Posted: December 20, 2007 – 1:00 pm ET

(London) There has been a marked increase in the number of new cases of syphilis in Europe health authorities said Thursday, warning it could be an indication of an impending spike in the number of people contracting HIV.

"Syphilis used to be a very rare disease," Dr. Marita van de Laar, an expert in sexually transmitted diseases at the European Centre for Disease Prevention and Control told the Associated Press. "I’m not sure we can say that anymore."

Most of the new cases van de Laar said were in gay men, adding that it indicated more risky sex.

In Britain, syphilis cases have increased more than tenfold in the past decade to 3,702 in 2006, according to the Health Protection Agency. Among men in England, the syphilis rate jumped from one per 100,000 in 1997 to nine per 100,000 last year.

In Germany, the rate among men was fewer than two per 100,000 in 1991; by 2003, it was six per 100,000.

In France, there were 428 cases in 2003 — almost 16 times the number just three years earlier.

In the Netherlands, cases doubled from 2000 to 2004. In Amsterdam, up to 31 men per 100,000 were infected, while the rate was much lower in other regions.

Similar trends have been seen in the United States.

In 2000, syphilis infection rates were so low that the Centers for Disease Control and Prevention embarked on a plan to eliminate the disease. But about 9,800 cases were reported in 2006.

Between 2005 and 2006 the rate rose from 2.9 cases per 100,000 people to 3.3, a 14 percent increase.

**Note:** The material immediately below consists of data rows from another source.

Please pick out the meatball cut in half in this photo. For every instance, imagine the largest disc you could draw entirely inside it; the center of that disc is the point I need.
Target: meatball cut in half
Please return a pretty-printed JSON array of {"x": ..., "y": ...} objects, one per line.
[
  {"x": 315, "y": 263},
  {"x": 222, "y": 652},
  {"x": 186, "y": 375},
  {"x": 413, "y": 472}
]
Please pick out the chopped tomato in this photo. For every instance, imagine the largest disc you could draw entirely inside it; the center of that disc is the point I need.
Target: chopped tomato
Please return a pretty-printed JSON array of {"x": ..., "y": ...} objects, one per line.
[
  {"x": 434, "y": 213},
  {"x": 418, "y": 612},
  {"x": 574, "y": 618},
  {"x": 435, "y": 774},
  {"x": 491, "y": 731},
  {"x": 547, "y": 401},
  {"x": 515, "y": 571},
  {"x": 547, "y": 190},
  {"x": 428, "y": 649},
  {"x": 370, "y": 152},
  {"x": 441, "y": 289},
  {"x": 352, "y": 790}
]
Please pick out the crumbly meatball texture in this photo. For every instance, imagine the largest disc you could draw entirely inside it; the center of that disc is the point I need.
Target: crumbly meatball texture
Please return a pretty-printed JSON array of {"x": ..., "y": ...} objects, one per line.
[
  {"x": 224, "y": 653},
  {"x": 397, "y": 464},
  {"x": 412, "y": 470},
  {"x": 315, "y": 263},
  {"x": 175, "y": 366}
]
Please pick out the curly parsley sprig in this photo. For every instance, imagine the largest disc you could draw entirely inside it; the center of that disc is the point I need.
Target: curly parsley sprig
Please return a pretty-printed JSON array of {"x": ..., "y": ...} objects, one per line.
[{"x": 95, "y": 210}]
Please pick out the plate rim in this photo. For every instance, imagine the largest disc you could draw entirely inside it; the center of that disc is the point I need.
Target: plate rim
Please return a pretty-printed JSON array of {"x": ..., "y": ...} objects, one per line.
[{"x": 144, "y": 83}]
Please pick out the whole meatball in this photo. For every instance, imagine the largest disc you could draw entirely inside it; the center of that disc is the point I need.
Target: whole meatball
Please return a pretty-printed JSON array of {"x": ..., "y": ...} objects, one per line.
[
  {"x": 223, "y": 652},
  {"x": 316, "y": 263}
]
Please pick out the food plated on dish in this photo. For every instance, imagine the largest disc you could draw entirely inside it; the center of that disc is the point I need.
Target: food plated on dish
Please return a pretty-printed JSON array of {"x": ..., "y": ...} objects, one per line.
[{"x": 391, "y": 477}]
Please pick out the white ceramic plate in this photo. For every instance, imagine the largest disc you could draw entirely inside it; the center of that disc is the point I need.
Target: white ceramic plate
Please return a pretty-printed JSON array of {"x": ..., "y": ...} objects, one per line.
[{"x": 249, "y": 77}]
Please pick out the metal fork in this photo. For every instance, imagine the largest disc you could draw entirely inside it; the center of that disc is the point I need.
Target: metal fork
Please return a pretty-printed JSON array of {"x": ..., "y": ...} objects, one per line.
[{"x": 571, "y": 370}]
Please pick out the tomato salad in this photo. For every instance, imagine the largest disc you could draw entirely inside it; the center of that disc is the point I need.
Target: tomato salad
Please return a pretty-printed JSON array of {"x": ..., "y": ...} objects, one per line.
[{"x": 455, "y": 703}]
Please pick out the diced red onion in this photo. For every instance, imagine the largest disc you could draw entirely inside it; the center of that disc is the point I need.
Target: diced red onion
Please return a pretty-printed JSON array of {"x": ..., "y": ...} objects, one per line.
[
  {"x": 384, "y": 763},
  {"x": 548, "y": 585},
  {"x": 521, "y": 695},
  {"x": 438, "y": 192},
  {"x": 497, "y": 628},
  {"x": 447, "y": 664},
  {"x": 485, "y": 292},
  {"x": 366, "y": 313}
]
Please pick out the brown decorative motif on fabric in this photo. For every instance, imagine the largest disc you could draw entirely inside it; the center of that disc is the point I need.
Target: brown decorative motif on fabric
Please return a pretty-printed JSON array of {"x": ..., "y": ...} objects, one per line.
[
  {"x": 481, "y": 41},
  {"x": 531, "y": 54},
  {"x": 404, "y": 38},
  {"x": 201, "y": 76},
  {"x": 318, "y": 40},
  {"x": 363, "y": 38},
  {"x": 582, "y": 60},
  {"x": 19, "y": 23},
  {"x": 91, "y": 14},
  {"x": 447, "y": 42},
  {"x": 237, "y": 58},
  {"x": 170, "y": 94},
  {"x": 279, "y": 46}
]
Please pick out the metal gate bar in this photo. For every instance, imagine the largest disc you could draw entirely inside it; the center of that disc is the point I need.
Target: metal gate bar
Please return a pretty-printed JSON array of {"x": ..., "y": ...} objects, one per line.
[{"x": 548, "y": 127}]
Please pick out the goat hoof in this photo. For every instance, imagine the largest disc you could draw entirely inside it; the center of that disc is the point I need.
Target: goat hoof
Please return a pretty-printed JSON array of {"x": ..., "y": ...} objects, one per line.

Syphilis is passed through direct contact with a syphilis sore during sexual activity. Contrary to popular belief, the disease cannot be spread through contact with toilet seats, doorknobs, swimming pools, hot tubs, bathtubs, shared clothing or eating utensils.

Many people infected with syphilis do not have any symptoms for years, yet remain at risk for late complications if they are not treated.

The increase in syphilis shows a decline in condom use. Because symptoms for syphilis show up sooner than HIV researchers warn that an increase in risky sex is likely to produce a higher number of cases of HIV.

Research in the US and Europe indicates many gay men are suffering from "safe sex fatigue." Gay men in particular are seen to believe that modern drugs have made the disease "manageable" and no longer a threat to life.

The increase in hookups via the internet is also seen as promoting risky sex.